LBC Views: Life chances of the next generation could be irreparably damaged

28 June 2021, 16:29 | Updated: 28 June 2021, 17:44

Tom Swarbrick gives his LBC View. Picture: LBC
Tom Swarbrick gives his LBC View. Picture: LBC. Picture: LBC
Tom Swarbrick

By Tom Swarbrick

When the Scottish footballer Billy Gilmour tested positive for covid, two England players were told to self-isolate. That's despite images and videos of Scotland and England players and backroom staff being all over Gilmour at the end of the game last week.

At the time, it seemed mad that only those two players were told to self-isolate and madder still-- to me -that they had to.

Why not test them every day or twice a day to make sure they didn't have it? If they develop symptoms, then isolate them.

I said on my show at the time that if it's ok for footballers not to have to isolate despite being a contact, then why do children at school have to?

Today, figures show more than 93,000 children were mostly absent from school between September and December last year and more recent figures show those numbers rising fast.

On June 17, 172,000 pupils, 2.3 per cent of the total, were not in school.

In secondary schools, 4.2 per cent were absent because of Covid and isolation, up from 1.4 per cent a week earlier.

That's almost certainly a reflection of the fact that cases in those aged between 10-19 have more than doubled in two weeks: infection rates in this age group are now 18 times higher than in the over 80s.

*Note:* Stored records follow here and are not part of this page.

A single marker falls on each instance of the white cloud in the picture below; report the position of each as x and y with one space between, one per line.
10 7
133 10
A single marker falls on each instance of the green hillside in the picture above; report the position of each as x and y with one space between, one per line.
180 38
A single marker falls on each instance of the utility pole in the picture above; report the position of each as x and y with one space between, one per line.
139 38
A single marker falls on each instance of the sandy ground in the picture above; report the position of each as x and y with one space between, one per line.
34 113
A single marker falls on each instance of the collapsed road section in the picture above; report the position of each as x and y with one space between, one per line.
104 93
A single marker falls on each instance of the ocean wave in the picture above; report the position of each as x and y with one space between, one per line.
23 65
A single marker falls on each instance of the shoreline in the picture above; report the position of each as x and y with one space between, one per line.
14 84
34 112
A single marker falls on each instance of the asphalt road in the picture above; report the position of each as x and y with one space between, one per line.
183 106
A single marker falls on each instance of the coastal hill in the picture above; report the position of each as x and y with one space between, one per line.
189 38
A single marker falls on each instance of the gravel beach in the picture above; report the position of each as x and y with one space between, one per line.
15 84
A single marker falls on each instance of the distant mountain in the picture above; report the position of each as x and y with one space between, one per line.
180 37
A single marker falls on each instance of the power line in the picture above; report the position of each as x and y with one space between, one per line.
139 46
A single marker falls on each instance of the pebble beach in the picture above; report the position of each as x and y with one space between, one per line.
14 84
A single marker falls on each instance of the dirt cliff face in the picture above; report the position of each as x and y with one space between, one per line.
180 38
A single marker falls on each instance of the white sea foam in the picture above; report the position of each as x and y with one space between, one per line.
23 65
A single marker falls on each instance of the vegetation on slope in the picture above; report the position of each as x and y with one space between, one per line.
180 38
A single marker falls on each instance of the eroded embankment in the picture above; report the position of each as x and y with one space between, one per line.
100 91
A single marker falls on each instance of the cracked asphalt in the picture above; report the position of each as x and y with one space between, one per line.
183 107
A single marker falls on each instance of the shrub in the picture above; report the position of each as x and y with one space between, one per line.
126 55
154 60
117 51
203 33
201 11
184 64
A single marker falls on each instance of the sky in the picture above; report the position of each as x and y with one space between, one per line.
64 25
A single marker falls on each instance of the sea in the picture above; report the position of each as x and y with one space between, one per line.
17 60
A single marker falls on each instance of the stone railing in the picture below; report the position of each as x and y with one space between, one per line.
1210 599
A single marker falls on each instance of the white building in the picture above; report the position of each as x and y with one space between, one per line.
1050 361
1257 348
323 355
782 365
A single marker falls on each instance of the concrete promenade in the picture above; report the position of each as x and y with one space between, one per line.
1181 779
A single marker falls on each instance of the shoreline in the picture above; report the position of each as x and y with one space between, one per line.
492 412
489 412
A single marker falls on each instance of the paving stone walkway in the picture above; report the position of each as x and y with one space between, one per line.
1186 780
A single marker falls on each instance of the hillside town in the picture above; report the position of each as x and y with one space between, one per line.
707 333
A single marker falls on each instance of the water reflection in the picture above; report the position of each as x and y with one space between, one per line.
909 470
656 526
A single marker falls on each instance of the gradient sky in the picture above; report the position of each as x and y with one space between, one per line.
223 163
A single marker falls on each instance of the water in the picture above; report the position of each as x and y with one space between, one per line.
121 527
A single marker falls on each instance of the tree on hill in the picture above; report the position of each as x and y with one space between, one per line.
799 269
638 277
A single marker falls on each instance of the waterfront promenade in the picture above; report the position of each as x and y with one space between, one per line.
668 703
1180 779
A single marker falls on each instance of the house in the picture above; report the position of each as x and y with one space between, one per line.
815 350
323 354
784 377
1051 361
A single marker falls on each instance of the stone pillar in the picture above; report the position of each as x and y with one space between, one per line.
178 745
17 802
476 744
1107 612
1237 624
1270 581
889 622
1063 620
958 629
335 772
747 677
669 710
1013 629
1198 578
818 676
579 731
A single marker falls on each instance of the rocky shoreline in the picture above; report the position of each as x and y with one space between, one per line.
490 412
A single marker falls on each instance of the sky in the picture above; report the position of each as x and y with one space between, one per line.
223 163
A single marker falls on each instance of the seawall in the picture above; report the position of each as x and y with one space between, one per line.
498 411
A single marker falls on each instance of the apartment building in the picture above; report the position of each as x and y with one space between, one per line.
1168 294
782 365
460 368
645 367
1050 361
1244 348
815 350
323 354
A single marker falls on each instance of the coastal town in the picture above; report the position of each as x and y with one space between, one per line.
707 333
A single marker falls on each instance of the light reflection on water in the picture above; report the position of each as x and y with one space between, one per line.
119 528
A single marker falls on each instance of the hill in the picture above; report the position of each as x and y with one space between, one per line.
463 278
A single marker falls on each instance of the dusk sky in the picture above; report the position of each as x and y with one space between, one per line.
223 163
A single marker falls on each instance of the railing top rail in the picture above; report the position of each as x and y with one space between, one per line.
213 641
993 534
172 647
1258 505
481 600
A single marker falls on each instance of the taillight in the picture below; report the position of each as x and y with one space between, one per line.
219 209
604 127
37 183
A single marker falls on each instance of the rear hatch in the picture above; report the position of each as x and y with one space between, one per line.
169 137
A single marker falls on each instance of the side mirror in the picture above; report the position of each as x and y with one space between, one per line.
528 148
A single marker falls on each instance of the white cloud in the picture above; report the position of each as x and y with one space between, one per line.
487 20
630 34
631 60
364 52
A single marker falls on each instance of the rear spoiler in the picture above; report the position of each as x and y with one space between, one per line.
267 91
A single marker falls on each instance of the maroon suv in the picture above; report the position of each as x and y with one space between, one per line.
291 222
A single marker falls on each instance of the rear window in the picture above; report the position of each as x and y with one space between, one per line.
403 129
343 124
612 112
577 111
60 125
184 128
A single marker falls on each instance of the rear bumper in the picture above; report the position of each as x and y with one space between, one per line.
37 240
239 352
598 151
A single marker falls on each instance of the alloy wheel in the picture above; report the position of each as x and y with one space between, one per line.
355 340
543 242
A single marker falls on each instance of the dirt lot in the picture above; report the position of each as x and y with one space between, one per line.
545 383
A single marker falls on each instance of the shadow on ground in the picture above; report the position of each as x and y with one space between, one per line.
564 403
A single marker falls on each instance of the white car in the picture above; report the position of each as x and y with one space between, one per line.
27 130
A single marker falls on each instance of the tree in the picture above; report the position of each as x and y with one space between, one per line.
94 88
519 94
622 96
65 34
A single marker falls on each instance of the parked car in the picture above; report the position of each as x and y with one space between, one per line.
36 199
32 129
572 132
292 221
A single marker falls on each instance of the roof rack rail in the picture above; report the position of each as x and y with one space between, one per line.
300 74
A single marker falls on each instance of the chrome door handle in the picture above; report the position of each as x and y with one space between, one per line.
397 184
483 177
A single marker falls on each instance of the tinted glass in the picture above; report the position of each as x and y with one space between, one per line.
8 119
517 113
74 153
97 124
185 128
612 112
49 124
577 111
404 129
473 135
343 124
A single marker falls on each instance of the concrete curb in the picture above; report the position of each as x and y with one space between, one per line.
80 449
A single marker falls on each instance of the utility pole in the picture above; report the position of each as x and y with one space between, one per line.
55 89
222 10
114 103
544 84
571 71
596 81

Like many families, we’ve been hit by this too. My daughter had to come home from pre-school last week as someone there tested positive. She was fit and healthy and yet was deprived of being able to see her friends and be taught by the brilliant team there.

Between September and December, our 6 year old was off school at least three times because of someone in the school testing positive. Weeks and weeks of education lost on top of the disruption earlier in his schooling caused by the lockdowns. He’s meant to be have had two academic school years under his belt by now but he’s been in school for less than half of that time: thank goodness my wife is an ex-primary school teacher!

The school is doing everything they can to keep those contacts down - staggered drop off times, no mixing across year groups or classes, separate playtimes, lunch in the classroom and not the hall, no cross-school activities and yet still, we are seeing more and more children denied the basics of an education.

It has to stop.

This measure - brought in through an abundance of caution - is now doing more harm than good.

Nearly all teachers will have been offered at least one jab now. Some scientists say that schools are not centres of community transmission, they are a reflection of transmission within the community. With so many adults double-jabbed, the protective force-field that now exists around the NHS has to be extended to schools.

This cannot continue into the new school year. If there's a positive case, that child isolates and it might be advisable to get your child tested. If they test negative, on they go.

Otherwise the life chances of the next generation will continue to be severely, if not irreparably, damaged.